Os artigos deste blog podem ser citados ou republicados, desde que seja citada a fonte: o blog oapologistadaverdade.blogspot.com

[1] Veja o artigo “Personificação prova personalidade?”, neste blog, no link http://oapologistadaverdade.blogspot.com.br/…/personificaca…
[2] Um artigo futuro analisará o uso de állos e de héteros no texto grego do “Novo Testamento”.
[3] Em português, quando ocorrem expressões negativas (como o advérbio “não”), a colocação pronominal do pronome pessoal do caso oblíquo átono é proclítica, fazendo o texto rezar: “Porque não o observa.”
[4] Em português predomina o uso de pronomes oblíquos como complemento, ao invés de pronomes retos antecipados de preposição. Assim, prevalece a tradução: “Vós o conheceis.”
[5] Ekeínos é equivalente a “ele”, “ela”, “esse”, “isso”, “aquilo”, podendo ser traduzido por esses pronomes conforme o gênero em que ocorre em grego.
[6] Em alguns casos ocorre a palavra kakeínos, que nada mais é do que a contração da conjunção kaí (“e”) com o pronome ekeínos.
[7] A palavra comumente usada para “vento”, em grego, é ánemos. (Mat. 11:7; 14:30; Atos 27:14; Efé. 4:14) Em João 3:8 o vento (grego pneúma) é personificado como tendo vontade própria, quando Jesus disse: “O vento sopra para onde quer” (de thélo = querer, desejar).
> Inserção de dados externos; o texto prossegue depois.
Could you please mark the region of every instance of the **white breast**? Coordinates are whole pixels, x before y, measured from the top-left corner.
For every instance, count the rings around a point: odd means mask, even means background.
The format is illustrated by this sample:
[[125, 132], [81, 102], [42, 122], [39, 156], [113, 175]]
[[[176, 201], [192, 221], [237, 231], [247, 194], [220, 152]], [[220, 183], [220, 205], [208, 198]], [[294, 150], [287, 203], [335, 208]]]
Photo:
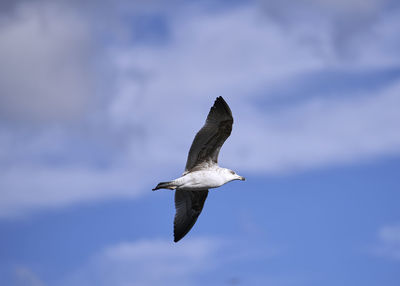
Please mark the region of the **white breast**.
[[177, 189], [184, 190], [205, 190], [218, 188], [228, 181], [216, 170], [201, 170], [188, 173], [176, 179]]

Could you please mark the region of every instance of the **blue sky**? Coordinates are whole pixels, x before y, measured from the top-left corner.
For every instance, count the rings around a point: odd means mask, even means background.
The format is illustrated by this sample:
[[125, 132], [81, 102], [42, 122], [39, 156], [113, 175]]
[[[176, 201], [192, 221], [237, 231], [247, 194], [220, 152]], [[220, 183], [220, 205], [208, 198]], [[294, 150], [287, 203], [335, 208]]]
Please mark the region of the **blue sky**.
[[[398, 285], [396, 1], [2, 1], [1, 285]], [[173, 243], [215, 97], [235, 123]]]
[8] Veja o artigo “Personificação prova personalidade?”, neste blog, no link http://oapologistadaverdade.blogspot.com.br/…/personificaca…
[9] Veja também o artigo “A Trindade é ensinada no ‘Novo Testamento’?” no link http://oapologistadaverdade.blogspot.com.br/…/trindade-eens…
[10] É possível blasfemar contra coisas impessoais. Por exemplo, é possível blasfemar contra o “nome de Deus” e contra a sua “residência”. – Rom. 2:24; Rev. 13:6.